やはり、少子高齢化現象の背後にあるのは、”私、結婚とか、家族っていうのに縛られるのではなく、自分の思うままに自由に生きていきたいの、だって自分の人生だから”、といった”自由”思想だと思います。それから、バブルの頃に育った世代には過保護な育児環境にあった人が多い為、”ママ”がいないと殆ど何もできず、必然的に、恋愛だけでなく、他の対人関係においてもなかなかうまくいかず、慢性的自己不安となり、更に、実存的不安へと陥る人が目立ちます。だから、異性への興味があっても、それをうまく言葉でも行動でも表現できず、ただ一人で悶々と悩み続ける葛藤のストレスの渦中にある若者が多いことが懸念されます。こうした心理的な痛みに対する自慰的な反応として、こうした葛藤から抜け出せない人達には、酒や薬物、そして、セックスなどの快楽追及への依存症に強迫神経症的な症状を伴って陥ってしまう人がみられます。ここでいうセックスとは、本当の意味での愛のない、単なる肉体的快楽への欲求を満たすだけの自己中心的な行為です。だから、結婚へ導けるような恋愛が慢性的にうまくできず、しかも、いつも異性への性的な欲求をうまく処理できないので、病的な性の”オタク”となり、ポルノや売春といった性を売り物にするビジネスの虜となっていきます。勿論、こうした病的な人達の欲求不満の処理がうまくいかぬが故、その根底にあった性的欲求処理に関わる劣等感が怒りとなって、前頭葉の統制も効かなくなって、”爆発”すれば、レイプなどといった性を媒体とした恐ろしい犯罪、精神病理行動へと発展していきます。

一見、こうした現代日本の社会病理とその背景にある慢性化した病める心は、万葉の心にある感性を個人の自由とか権利といったことを主体とした幸せを飽くなき追求してきた皮肉な結果なのではないでしょうか?

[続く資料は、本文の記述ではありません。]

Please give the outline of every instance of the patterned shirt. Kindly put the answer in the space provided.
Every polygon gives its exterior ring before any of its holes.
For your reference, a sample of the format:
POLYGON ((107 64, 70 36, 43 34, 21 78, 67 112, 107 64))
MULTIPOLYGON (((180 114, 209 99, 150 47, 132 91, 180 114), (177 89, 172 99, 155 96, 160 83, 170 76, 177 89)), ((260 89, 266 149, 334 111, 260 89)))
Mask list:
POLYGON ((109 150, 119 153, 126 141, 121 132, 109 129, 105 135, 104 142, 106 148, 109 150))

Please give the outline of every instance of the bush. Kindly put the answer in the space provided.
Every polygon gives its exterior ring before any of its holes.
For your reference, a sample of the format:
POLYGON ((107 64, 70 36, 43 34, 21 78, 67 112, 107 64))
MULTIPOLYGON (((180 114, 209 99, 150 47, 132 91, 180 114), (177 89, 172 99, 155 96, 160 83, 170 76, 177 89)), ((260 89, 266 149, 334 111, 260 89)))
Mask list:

別に男女の関係は万葉の昔のようであれと言っているわけではありません。ただ、21世紀の今、この心が病んでいる時こそ、”温故知新”というように、万葉の時代の心にあった感性に戻り、何か心が温かくなるものを感じ取り、これからの時代を個人主義的な自由や権利ということにとらわれることなく、本当の意味での自由に生きていける新しい知恵が得られるのではないかと思うのです。自由でない妄想の自由にとらわれた病み疲れた心を、癒していき、先人達から受け継いできた自然的感性に”温故知新”的に目覚める為にも、私達は改めて万葉の心に触れることが大切だといえます。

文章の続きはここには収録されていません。